You may have seen the Wristly survey data about Apple Watch. Wristly claims to show Apple Watch customer satisfaction is higher than with iPhone and iPad. I like the Apple Watch, and customer satisfaction with it may indeed be that high.
But I’m completely disregarding Wristly’s data and any resulting conclusions. For two reasons:
1. Wristly data includes input from people who a) visited its web site and b) proceeded, there, to sign up for its survey panel. That is a very poor method of building a panel of consumers to survey. It tends to add consumers who really like the product and are eager to participate in surveys. Would you say that defeats the purpose of measuring customer satisfaction? I would. It reduces the randomness in the sample. Wristly’s sample may consist of other consumers, but the practice I outlined is a warning sign.
2. Wristly then compares the results from its survey to the results from another survey organization, ChangeWave. Its intent is to show that Apple Watch customer satisfaction is even higher than it was for the iPhone and the iPad (as measured by ChangeWave).

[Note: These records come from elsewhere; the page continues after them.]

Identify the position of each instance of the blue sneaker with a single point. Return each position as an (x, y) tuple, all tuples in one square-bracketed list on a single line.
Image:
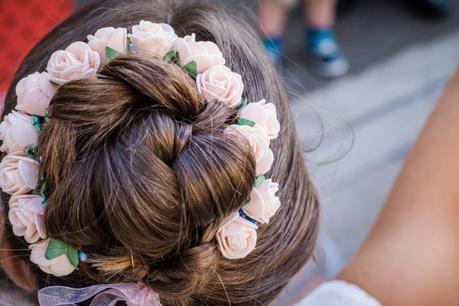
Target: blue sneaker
[(273, 46), (324, 56)]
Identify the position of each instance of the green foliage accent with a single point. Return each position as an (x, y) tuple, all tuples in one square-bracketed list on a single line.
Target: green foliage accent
[(191, 68), (32, 151), (243, 121), (111, 53), (172, 57), (260, 179), (57, 248), (243, 103), (37, 123)]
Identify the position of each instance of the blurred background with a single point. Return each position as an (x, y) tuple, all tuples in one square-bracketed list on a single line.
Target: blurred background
[(356, 124)]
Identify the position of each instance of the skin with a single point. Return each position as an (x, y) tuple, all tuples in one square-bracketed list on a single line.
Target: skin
[(411, 256), (272, 15)]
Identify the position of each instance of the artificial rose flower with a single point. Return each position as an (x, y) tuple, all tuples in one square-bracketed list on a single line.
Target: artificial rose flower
[(115, 39), (259, 142), (219, 83), (34, 94), (59, 266), (18, 173), (153, 39), (17, 132), (236, 237), (263, 202), (204, 53), (77, 61), (26, 217), (264, 115)]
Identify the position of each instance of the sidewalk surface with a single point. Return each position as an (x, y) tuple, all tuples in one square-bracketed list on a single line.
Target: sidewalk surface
[(357, 130)]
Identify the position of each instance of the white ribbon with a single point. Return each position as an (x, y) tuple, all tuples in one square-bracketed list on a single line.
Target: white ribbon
[(104, 295)]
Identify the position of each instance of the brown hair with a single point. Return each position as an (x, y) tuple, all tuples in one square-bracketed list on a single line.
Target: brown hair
[(140, 172)]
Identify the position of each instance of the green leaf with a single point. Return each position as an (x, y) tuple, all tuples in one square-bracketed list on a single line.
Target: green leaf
[(191, 68), (243, 103), (72, 254), (243, 121), (55, 248), (36, 122), (111, 53), (260, 179), (172, 56)]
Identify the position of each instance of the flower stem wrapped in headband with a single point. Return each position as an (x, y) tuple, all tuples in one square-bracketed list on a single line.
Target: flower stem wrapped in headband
[(216, 83)]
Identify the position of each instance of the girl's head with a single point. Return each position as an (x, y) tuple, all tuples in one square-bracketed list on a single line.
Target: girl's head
[(140, 171)]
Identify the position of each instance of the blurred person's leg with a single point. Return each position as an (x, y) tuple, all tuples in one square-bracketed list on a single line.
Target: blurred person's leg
[(431, 8), (272, 16), (325, 57)]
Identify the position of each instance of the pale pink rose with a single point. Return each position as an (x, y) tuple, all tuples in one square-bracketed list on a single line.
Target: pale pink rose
[(115, 39), (259, 142), (59, 266), (18, 173), (26, 217), (263, 202), (34, 94), (153, 39), (219, 83), (204, 53), (77, 61), (17, 132), (236, 237), (264, 115)]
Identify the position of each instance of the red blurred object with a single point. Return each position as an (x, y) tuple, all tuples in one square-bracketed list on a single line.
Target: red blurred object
[(22, 24)]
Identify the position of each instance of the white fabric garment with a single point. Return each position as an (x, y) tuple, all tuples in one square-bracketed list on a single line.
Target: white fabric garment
[(338, 293)]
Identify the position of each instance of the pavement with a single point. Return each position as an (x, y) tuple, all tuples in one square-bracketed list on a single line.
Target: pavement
[(357, 130)]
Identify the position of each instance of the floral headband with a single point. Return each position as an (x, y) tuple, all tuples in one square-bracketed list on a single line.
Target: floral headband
[(202, 60)]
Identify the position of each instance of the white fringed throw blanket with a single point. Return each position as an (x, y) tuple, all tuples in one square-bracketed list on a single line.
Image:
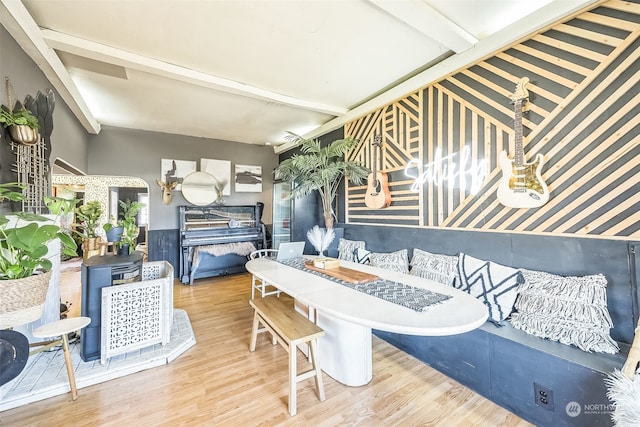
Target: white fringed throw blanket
[(238, 248)]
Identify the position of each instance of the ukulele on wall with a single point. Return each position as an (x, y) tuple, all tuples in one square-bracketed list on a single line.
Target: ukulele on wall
[(377, 195), (521, 185)]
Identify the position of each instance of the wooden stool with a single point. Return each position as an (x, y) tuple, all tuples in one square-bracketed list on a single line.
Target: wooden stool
[(60, 328), (289, 328)]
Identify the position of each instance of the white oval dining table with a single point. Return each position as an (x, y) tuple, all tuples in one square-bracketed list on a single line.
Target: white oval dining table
[(348, 315)]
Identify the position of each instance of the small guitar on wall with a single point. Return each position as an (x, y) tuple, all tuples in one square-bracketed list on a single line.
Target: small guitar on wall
[(521, 185), (377, 195)]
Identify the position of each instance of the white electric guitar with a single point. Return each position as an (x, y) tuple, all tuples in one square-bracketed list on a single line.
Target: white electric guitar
[(521, 185)]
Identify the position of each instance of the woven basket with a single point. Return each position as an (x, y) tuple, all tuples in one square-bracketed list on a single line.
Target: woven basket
[(23, 299)]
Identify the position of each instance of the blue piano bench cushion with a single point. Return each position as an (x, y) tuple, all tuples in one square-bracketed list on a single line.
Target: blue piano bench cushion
[(494, 284), (568, 309)]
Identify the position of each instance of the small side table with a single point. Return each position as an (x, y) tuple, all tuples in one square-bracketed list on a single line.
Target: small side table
[(60, 328)]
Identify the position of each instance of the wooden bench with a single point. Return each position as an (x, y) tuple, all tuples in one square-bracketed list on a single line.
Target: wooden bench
[(289, 328)]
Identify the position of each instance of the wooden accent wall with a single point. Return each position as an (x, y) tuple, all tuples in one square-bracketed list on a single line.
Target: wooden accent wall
[(583, 115)]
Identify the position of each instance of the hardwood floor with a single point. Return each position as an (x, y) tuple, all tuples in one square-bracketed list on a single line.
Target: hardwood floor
[(219, 382)]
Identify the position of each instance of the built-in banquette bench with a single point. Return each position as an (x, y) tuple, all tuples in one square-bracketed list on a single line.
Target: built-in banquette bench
[(504, 363)]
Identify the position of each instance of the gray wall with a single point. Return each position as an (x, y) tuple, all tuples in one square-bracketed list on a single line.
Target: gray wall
[(128, 152), (69, 138)]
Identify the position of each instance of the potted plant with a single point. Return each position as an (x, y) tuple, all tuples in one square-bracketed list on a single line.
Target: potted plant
[(25, 271), (128, 222), (322, 169), (22, 124), (113, 230), (87, 217)]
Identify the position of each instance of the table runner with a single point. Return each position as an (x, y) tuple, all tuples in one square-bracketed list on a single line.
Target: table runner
[(417, 299)]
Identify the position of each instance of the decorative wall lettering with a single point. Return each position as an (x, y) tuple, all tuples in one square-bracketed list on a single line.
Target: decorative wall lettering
[(457, 170)]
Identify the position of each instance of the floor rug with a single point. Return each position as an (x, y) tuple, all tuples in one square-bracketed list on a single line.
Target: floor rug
[(46, 376)]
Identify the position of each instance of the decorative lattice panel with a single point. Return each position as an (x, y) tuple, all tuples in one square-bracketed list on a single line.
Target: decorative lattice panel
[(583, 115), (139, 314)]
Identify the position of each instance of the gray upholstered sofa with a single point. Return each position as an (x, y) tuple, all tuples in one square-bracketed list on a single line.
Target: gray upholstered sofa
[(508, 366)]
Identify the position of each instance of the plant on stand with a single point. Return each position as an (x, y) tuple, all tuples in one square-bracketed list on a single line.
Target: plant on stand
[(321, 169), (25, 270), (87, 217), (130, 232), (22, 124)]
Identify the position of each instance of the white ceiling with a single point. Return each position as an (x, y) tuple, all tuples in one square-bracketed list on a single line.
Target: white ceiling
[(250, 70)]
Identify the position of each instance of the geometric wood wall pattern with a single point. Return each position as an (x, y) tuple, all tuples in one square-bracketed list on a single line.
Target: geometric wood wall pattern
[(583, 115)]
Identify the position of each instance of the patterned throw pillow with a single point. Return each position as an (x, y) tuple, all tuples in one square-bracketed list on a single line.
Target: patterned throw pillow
[(346, 248), (494, 284), (394, 261), (437, 267), (571, 310), (362, 256)]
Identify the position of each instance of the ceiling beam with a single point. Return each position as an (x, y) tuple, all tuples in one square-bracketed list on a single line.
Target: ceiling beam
[(100, 52), (428, 21), (15, 18), (539, 20)]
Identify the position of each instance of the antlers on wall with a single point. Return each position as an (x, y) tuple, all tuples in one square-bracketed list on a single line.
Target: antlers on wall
[(166, 190)]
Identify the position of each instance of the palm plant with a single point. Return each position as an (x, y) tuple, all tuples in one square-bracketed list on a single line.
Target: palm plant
[(23, 243), (322, 169), (130, 211)]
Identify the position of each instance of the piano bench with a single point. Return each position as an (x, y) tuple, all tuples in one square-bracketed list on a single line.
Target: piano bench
[(289, 328)]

Sure, that’s an interesting thing to do. But unless Wristly and ChangeWave used the same methods, it’s a poor practice. And the change (or increase) in satisfaction between ChangeWave’s last survey and Wristly’s may well be in the margin of error for Wristly’s flawed data set (point 1, above).
So again, I think the Apple Watch is a good product, and it’s the product I choose to use. Customer satisfaction is probably at a very healthy level. But I don’t put any stock in Wristly’s numbers, whether they claim success or failure.